Catalan authorities claim Spain had warning about Barcelona attacks
Catalan authorities have claimed Spain received a warning in May that "ISIS"was planning an attack in Barcelona, but decided it lacked credibility.
They denied news reports that US security agencies were behind the warning of an attack targeting the city.
The Catalan daily 'El Periodico de Cataluna' reported that the US National Counterterrorism Center (NCTC) had alerted Spanish intelligence officers to the threat weeks before the attacks.
"Unsubstantiated information from late May 2017 indicated that ISIS was planning to conduct terrorist attacks during the summer against crowded tourist sites in Barcelona, Spain, specifically La Rambla street," according to what the paper claims was an NCTC briefing note dated 25 May.
The note is a transcription, and not the original, which explains why it has several spelling mistakes, the newspaper's director Enric Hernandez said.
However, the regional Catalan government's interior minister, Joquim Forn, dismissed the note as a "composite".
"The warning regarding a possible attack in the summer in places such as Las Ramblas reached us from other sources," he told a news conference without giving further details.

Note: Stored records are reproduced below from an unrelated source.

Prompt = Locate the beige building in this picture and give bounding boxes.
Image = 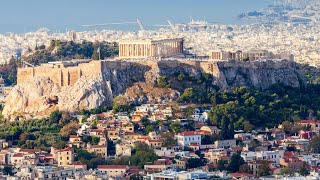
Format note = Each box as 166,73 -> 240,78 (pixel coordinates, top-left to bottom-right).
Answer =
209,50 -> 294,61
87,143 -> 108,157
51,147 -> 74,166
119,38 -> 183,58
97,165 -> 129,178
116,142 -> 133,156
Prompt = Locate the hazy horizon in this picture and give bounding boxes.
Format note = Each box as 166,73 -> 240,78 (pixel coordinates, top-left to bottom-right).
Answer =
0,0 -> 272,33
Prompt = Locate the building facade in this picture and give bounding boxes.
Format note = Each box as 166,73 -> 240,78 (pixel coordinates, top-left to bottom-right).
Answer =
119,38 -> 183,58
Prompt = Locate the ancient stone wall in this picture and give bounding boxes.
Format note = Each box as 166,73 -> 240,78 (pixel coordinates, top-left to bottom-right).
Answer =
17,61 -> 101,86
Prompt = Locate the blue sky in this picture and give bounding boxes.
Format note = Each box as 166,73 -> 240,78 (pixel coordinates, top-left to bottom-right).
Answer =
0,0 -> 272,33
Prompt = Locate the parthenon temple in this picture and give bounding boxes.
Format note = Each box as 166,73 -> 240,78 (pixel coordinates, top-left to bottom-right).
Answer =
119,38 -> 183,58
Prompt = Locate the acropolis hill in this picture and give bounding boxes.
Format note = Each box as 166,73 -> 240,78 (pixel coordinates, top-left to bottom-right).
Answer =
3,38 -> 305,118
3,59 -> 304,118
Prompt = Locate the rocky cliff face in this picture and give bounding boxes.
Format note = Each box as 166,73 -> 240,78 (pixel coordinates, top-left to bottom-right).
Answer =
3,60 -> 305,118
2,74 -> 112,119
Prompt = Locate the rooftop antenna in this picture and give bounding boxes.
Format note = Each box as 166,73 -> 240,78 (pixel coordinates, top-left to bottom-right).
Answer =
167,20 -> 176,32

After analysing the information in the warning, and sharing it with Spain's central government, Spanish authorities concluded the "warning had very little credibility," he added.
There is "absolutely no link between this information" and the van attack in Barcelona on 17 August, he said.
The head of Catalonia's regional police, Josep Lluis Trapero, said the warning did not come from the CIA or the NCTC.
A spokesman for Spain's CNI intelligence agency refused to "confirm or deny anything on communication with other intelligence services".
The interior ministry did not respond to a request for comment.
The Madrid-based Cadena SER radio station quoted "anti-terror sources" suggesting that the document published by El Periodico de Cataluna was authentic.